Leaving the abuse

*trigger warning

I never thought I would be exposed to domestic violence because I’m so strong minded and kind hearted, but here I am. The only form of an abusive relationship was what I saw on television, where there were no happy moments in the relationship and the victim was always in fear. When our relationship is good, it’s great. I can see his potential and I make excuses for his brokenness since he was also a victim of abuse during his childhood. It started with breaking my things, destroying the house, and disgusting name calling. I kept giving myself boundaries, “if he touches me, I’m gone.” Next came the hair pulling and throwing things at me. “If he hits me, I’m gone.” Then a few times when he’s extremely upset, it turned into being back handed a few times to the point where I thought I blacked out. I still stayed. I still gave him nothing but unconditional love. I tried to remain perfect and do everything to his standard. Everytime I seriously consider leaving, we go back to normal and It’s good again. I have been at the hand of his abuse and constant anxiety for 7 years now. Last night due to an incident my mother found out about this abuse and tomorrow she is helping/forcing me to leave. Leaving is bitter sweet because I love him but I can feel the weight preparing to lift off of my shoulders.

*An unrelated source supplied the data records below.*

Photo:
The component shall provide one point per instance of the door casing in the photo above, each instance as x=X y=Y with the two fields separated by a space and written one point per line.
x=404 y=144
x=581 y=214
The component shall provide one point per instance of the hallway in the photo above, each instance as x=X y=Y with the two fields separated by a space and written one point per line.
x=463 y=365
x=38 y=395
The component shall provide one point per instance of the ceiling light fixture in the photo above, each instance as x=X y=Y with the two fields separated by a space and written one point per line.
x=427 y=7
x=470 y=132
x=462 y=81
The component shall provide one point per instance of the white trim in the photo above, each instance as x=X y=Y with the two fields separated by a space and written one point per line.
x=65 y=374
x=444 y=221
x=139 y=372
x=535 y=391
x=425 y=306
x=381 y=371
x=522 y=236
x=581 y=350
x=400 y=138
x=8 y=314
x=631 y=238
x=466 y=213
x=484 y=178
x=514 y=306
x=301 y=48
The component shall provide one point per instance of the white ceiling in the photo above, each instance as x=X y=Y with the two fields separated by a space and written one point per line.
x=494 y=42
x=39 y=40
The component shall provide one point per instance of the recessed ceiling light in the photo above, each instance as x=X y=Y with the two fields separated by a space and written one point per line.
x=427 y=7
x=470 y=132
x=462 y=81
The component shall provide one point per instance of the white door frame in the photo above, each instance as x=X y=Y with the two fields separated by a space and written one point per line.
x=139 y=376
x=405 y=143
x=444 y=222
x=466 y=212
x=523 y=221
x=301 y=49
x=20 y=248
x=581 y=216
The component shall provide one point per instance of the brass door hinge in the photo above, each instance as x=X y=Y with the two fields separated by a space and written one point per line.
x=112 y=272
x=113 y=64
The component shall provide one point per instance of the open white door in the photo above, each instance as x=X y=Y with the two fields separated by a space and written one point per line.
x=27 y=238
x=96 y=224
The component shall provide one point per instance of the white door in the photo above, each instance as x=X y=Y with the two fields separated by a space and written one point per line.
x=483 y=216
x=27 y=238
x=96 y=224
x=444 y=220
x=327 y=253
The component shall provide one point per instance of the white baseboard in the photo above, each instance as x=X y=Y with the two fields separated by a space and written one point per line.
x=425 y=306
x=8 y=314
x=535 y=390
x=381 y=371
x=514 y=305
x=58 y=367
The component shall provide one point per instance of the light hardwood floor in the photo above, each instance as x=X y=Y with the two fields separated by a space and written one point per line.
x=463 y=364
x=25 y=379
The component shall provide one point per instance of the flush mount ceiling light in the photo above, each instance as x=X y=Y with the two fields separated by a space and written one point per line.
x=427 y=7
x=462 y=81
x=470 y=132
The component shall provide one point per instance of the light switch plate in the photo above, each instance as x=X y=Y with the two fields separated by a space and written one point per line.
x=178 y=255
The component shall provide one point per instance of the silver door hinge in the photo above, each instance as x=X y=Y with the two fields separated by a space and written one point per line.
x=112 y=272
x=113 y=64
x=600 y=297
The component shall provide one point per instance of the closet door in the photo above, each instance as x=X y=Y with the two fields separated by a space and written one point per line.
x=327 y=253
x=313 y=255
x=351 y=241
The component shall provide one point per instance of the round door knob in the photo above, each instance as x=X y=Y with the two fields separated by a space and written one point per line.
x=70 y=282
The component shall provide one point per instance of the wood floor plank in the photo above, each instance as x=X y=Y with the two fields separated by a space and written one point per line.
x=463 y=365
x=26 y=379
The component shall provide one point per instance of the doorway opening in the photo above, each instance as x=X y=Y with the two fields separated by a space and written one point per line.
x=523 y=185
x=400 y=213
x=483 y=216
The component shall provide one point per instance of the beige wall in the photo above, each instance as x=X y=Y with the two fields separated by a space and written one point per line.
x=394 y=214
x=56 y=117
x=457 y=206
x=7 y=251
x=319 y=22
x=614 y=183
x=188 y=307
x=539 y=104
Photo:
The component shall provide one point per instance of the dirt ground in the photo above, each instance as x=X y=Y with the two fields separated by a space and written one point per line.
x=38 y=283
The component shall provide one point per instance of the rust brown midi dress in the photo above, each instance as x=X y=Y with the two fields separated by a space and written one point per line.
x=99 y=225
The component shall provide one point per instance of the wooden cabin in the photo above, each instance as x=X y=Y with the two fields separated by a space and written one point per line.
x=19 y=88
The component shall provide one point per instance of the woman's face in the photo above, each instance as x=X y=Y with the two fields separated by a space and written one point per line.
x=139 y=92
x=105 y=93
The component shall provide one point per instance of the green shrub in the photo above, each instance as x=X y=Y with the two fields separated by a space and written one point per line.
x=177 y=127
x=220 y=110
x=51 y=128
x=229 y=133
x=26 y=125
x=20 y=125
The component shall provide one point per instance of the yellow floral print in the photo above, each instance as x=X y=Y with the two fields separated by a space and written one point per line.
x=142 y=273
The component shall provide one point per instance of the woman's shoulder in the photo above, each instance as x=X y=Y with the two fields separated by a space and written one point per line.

A piece of me also hurts for him. I really thought I could be the person to make a difference in his life. I allowed myself to be dependent on him. I live in his home and I quit my career to return to school with his promise he would help me financially. I only work twice a week due to my full time class schedule and I have $2,700 in tuition due plus the cost of books. I have nothing to my name except for my dog, mattress, and clothing that I am taking. I am afraid that I am not strong enough and that I won’t be able to survive. I have been on my own since I was 17 and my mom doesn’t fully have the resources to help me. I didn’t grow up in a cookie cutter home where I can return to my own room. I am appreciative of the small space in my younger siblings room that my mom is able to give me.

Any advice or support is greatly appreciated and needed. I am a very private person and besides my mom, I don’t have a support group due to hiding my struggle.